Thursday, September 25, 2014

French Hot Chocolate

I found this recipe in Michael Turback’s book Hot Chocolate. He writes that Caffe Florian, in Italy, is the home of decadent hot chocolate. Waiters dressed in white jackets serve it with lots of freshly whipped cream. Sounds right up my alley!  

This hot chocolate is an utterly luxurious experience. Rich, chocolately and creamy, it reminds me of Parisian hot chocolate. There's a little secret to making it come out just right. 


  French Hot Chocolate Recipe 

Serves 2

Some Notes & Tips
minimally adapted this recipe from Michael Turback’s recipe for Cioccolato Caldo found in his book Hot Chocolate.
Use quality dark chocolate in this recipe. Lindt, Green and Blacks, Ghirardelli are all good brands that are readily available in most markets.
Cornstarch is the secret ingredient. A wee bit is mixed with water and added to the simmering chocolate, creating a thick and creamy cup of proper hot chocolate. Believe me, it works like a charm!
If you don’t finish it, you can store it in an airtight container in the fridge for a day or two. Reheat in the microwave until warm. Stir a spoonful or two into your morning coffee for a delicious mocha.


  • 1 3.5-ounce bar of dark chocolate, chopped into small pieces
  • 1 cup of coconut milk beverage or regular milk. If you like it even darker and richer, use 3/4 cup of milk.
  • 1/4 teaspoon of cornstarch mixed with 2 teaspoons of water
  • 1 teaspoon of my Vanilla Sugar or regular white sugar (or to your taste)

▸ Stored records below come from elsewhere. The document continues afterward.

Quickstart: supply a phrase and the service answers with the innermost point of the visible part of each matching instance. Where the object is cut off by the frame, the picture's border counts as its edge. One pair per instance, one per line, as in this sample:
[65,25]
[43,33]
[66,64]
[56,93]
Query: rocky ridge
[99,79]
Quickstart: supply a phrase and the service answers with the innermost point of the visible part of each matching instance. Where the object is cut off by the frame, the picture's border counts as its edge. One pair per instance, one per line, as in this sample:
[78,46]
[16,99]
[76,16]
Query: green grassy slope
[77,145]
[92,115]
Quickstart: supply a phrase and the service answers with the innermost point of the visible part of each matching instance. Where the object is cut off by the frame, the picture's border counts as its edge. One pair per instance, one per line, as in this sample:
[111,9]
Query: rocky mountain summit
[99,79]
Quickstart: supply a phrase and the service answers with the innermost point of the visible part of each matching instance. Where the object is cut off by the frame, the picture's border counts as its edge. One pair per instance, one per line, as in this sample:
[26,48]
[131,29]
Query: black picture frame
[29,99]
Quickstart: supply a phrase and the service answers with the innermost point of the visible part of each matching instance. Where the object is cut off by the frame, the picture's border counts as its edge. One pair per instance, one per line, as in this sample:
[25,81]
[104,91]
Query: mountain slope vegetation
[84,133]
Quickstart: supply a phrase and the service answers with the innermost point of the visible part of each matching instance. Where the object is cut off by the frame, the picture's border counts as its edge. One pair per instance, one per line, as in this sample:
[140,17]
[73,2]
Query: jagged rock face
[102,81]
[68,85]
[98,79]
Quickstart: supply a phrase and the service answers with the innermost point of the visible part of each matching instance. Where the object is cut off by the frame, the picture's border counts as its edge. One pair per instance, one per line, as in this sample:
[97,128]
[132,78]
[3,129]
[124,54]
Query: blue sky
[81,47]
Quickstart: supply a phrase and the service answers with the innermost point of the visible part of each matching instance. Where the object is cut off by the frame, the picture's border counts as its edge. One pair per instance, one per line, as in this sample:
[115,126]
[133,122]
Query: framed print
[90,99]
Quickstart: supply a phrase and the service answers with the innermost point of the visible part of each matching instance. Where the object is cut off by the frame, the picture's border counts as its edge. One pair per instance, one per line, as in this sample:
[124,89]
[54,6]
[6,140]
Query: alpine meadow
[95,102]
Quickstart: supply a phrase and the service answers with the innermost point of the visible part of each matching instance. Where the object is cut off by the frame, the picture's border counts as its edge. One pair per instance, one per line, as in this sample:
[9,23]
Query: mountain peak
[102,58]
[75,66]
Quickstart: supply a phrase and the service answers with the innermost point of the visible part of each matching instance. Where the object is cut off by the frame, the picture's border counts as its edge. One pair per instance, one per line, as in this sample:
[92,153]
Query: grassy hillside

Put the chopped chocolate in a microwave safe bowl. Microwave until chocolate melts. Be careful not to burn it. Stop and stir it a few times as you melt it in the microwave. 
Put the coconut milk (or regular milk) and sugar in a small pot. Heat it on medium heat. Bring to a very gentle simmer, stirring the whole time. Add some of the milk to the melted chocolate and stir to combine. Put the melted chocolate into the pot with the rest of the milk along with the cornstarch and water solution. Simmer for 3-5 minutes, stirring the whole time. The more you cook it the thicker and creamier it will be.